Equally, we must ACQUIT AND THUS DO ACQUIT the defendants MONSERRAT AGUILERA MARTÍN of the offence of failure to prevent the perpetration of specific offences; JOSÉ MANUEL VILLAREJO PÉREZ of the offences of the simulation of a crime, false accusation, and false imprisonment; and MANUEL RUIZ SERRANO of the offence of encroachment, for which they had also been accused by the Public Prosecutor.

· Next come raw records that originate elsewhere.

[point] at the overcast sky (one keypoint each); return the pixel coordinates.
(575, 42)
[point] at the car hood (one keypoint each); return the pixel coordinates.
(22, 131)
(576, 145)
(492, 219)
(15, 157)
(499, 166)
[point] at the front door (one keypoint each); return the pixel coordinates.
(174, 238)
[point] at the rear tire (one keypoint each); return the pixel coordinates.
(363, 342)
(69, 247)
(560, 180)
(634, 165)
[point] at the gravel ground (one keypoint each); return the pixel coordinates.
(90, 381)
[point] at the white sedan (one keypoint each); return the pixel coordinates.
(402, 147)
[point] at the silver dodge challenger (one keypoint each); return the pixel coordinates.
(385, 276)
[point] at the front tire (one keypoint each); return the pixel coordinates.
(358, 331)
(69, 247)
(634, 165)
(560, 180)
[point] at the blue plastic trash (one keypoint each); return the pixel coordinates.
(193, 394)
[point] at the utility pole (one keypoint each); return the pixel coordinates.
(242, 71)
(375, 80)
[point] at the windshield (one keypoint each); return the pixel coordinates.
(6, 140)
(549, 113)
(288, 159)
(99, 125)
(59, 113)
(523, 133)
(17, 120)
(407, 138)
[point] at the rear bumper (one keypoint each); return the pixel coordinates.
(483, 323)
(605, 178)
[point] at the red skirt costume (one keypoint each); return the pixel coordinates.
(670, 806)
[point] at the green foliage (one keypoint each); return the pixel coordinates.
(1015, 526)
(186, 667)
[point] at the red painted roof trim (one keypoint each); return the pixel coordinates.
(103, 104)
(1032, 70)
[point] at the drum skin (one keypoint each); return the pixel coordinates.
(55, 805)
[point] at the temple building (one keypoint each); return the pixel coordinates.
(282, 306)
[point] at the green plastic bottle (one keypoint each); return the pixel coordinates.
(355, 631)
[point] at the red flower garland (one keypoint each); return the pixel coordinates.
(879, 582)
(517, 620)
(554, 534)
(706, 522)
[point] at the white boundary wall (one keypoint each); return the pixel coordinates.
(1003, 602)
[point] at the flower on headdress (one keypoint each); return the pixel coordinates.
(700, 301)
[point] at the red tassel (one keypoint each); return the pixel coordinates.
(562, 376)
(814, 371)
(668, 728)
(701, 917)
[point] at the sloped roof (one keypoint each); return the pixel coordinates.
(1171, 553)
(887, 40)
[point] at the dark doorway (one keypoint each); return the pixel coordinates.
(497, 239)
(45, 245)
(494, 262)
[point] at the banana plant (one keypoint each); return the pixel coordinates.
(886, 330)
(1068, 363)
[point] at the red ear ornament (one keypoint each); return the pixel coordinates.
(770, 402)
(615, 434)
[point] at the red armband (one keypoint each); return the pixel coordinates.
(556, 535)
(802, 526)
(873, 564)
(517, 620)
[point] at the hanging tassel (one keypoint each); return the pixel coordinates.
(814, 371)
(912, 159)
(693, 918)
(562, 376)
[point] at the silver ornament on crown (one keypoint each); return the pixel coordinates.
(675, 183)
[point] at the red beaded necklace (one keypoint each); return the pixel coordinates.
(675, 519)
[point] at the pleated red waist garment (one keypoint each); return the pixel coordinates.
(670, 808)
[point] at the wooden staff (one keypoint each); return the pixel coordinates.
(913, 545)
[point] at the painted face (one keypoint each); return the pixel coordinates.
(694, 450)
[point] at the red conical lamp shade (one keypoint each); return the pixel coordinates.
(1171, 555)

The totality of the court costs caused are declared ex officio.
And all the precautionary measures that had been adopted against the defendants in this criminal action are hereby quashed and revoked.

It is possible to appeal against this ruling before the 2nd Court of the Supreme Court, and which must be announced before this Court within five working days from the date following its notification.

We hereby deliver, order, and sign our decision, the Court Records bearing witness thereof.